The authors evaluate their proposed refactoring detection methodology by trying it out on the HtmlUnit repository:
To evaluate the effectiveness of our lightweight refactoring method, we examined an open-source system HTMLUnit. HTMLUnit is a realistic representative example of open-source development. There are nine releases in its history from May 22, 2002 to March 17, 2005. It is quite well documented; in fact, examining the log comments in its CVS-repository history, we found many references to refactorings and their rationale, which is critical for our understanding of the system lifecycle.
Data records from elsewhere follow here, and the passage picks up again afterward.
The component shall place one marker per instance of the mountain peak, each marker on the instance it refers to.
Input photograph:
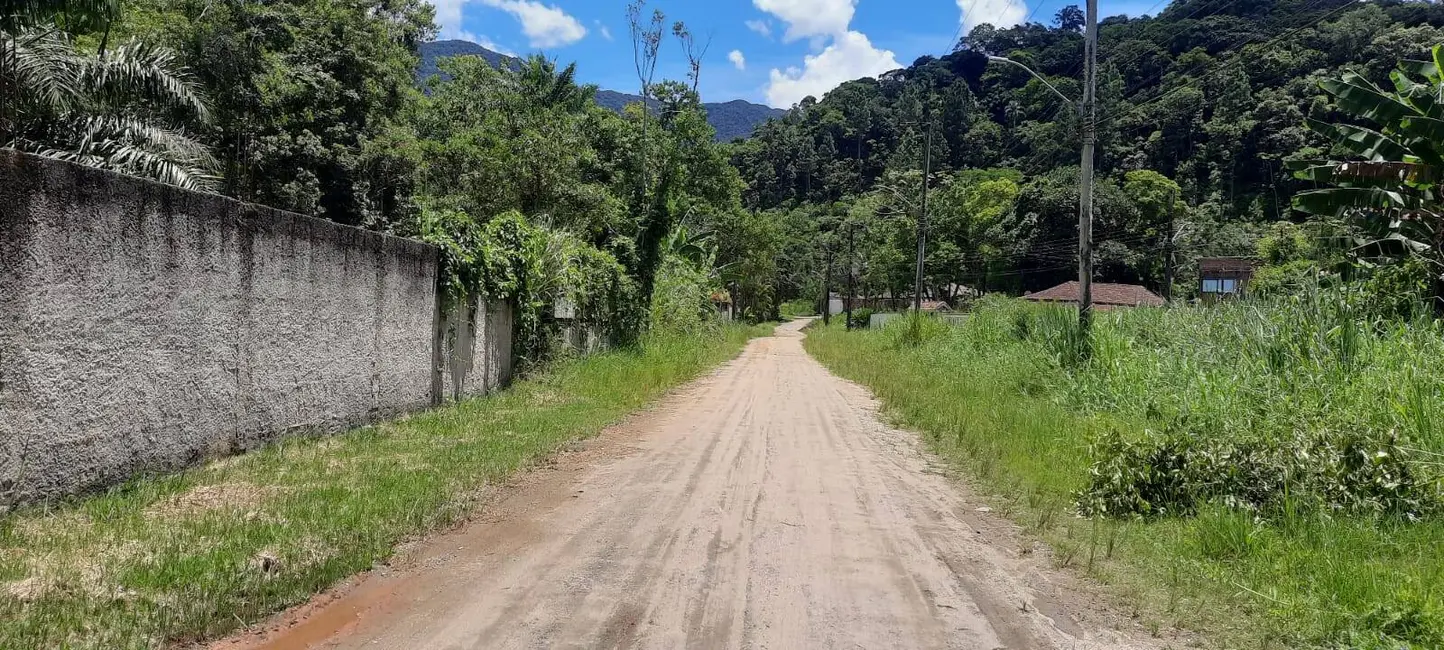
(729, 119)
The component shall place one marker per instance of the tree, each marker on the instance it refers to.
(311, 97)
(1070, 19)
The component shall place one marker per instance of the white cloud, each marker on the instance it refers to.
(810, 18)
(546, 26)
(493, 45)
(999, 13)
(735, 57)
(849, 57)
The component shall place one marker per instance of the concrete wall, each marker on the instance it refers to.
(477, 351)
(143, 328)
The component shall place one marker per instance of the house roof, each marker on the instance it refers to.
(1103, 293)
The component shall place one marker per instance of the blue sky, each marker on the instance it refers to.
(766, 51)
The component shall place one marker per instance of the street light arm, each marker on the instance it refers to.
(1056, 91)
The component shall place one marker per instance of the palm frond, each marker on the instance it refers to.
(133, 146)
(142, 72)
(70, 15)
(42, 67)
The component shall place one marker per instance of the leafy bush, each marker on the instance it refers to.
(682, 299)
(509, 259)
(1179, 471)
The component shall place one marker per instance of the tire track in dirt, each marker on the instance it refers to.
(763, 506)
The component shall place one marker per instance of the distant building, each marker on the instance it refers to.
(1222, 278)
(1105, 295)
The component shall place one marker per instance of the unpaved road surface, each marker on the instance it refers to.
(763, 506)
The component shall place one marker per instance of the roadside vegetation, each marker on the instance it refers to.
(199, 553)
(1265, 473)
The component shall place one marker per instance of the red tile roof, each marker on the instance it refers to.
(1103, 293)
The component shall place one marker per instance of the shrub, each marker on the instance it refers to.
(914, 330)
(861, 318)
(1174, 473)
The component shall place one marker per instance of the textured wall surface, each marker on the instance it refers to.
(478, 348)
(143, 328)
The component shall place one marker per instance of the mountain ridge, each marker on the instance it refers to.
(731, 119)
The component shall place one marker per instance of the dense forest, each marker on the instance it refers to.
(1205, 104)
(314, 106)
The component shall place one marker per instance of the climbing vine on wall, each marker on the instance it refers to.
(507, 259)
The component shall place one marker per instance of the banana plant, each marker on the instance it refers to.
(1392, 187)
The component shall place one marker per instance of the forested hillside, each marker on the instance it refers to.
(731, 119)
(1207, 94)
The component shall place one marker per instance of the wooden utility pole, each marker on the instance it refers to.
(852, 273)
(826, 283)
(1089, 114)
(921, 217)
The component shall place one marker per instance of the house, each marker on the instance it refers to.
(1105, 295)
(1222, 278)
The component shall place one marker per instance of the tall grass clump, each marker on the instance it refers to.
(1264, 471)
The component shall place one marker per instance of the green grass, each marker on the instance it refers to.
(195, 555)
(1015, 408)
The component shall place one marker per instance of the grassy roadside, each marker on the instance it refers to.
(198, 553)
(998, 410)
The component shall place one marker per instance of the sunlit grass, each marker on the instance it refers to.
(198, 553)
(1017, 412)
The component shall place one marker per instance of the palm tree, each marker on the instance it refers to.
(111, 110)
(1394, 189)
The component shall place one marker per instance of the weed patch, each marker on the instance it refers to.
(1265, 474)
(189, 556)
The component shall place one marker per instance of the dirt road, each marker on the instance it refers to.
(763, 506)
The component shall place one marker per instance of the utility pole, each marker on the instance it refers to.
(1168, 246)
(1089, 114)
(921, 218)
(826, 283)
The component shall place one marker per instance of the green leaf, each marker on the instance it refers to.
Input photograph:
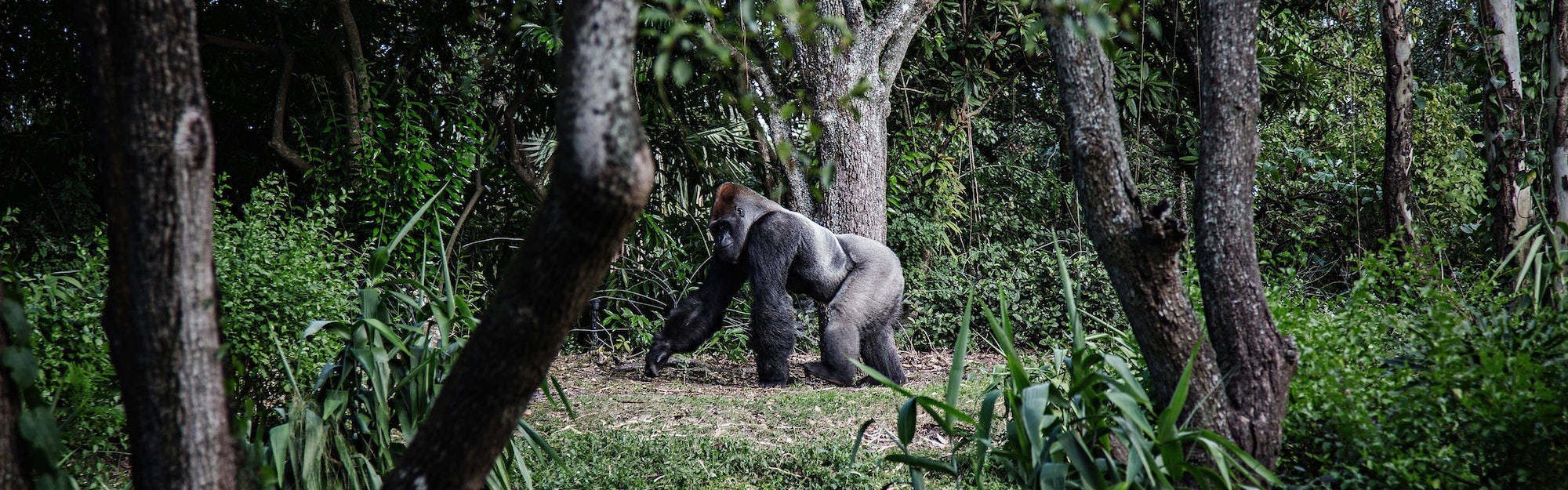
(907, 418)
(923, 463)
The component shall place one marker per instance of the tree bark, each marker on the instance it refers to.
(1503, 122)
(1398, 125)
(855, 128)
(1558, 195)
(15, 473)
(603, 180)
(1141, 247)
(1255, 358)
(156, 151)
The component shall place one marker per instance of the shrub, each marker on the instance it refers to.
(1084, 421)
(1426, 387)
(278, 269)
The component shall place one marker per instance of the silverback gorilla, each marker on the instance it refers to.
(785, 252)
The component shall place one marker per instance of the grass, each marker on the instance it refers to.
(710, 426)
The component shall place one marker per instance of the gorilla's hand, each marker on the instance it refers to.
(658, 355)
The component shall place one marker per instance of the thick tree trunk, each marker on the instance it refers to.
(1558, 192)
(1398, 125)
(855, 142)
(601, 181)
(1141, 247)
(161, 316)
(1503, 122)
(855, 128)
(1255, 358)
So we get kudos on our commit logs. Continuing on into the conclusion:
Based on our HTMLUnit case study, we have found that a heuristic combination of source-code metrics and identifiers-movement analysis — using information easily available on any repository platform — can be quite effective in recovering specific refactorings in the software evolutionary lifecycle, albeit not as accurate as structural analysis of the logical system design and less computationally intensive. An even more interesting finding was that the refactorings omitted by the developers in the system’s documentation were found to be “bad investments of development time” according to our ROI estimate, which implies that developers’ documentation is a good description of the developers’ intention if not of their actual work.
Apparently the authors’ analysis identified 11 refactorings, three of which were not documented in the commit logs. These same three undocumented refactorings were also found to have negative ROIs and less than 50% relevance. The assumption made by the authors is that these three refactorings were accidental: code cleanups or bug fixes that got a little too bloated. So basically we’re pretty good about documenting our refactorings, except when we “accidentally refactor”. Interesting stuff!
 C.Schofield, B.Tansey, Z.Xing and E.Stroulia, Digging the Development Dust for Refactorings, Proc. of the 14th International Conference on Program Comprehension, Athens, Greece, June 14-16, 2006.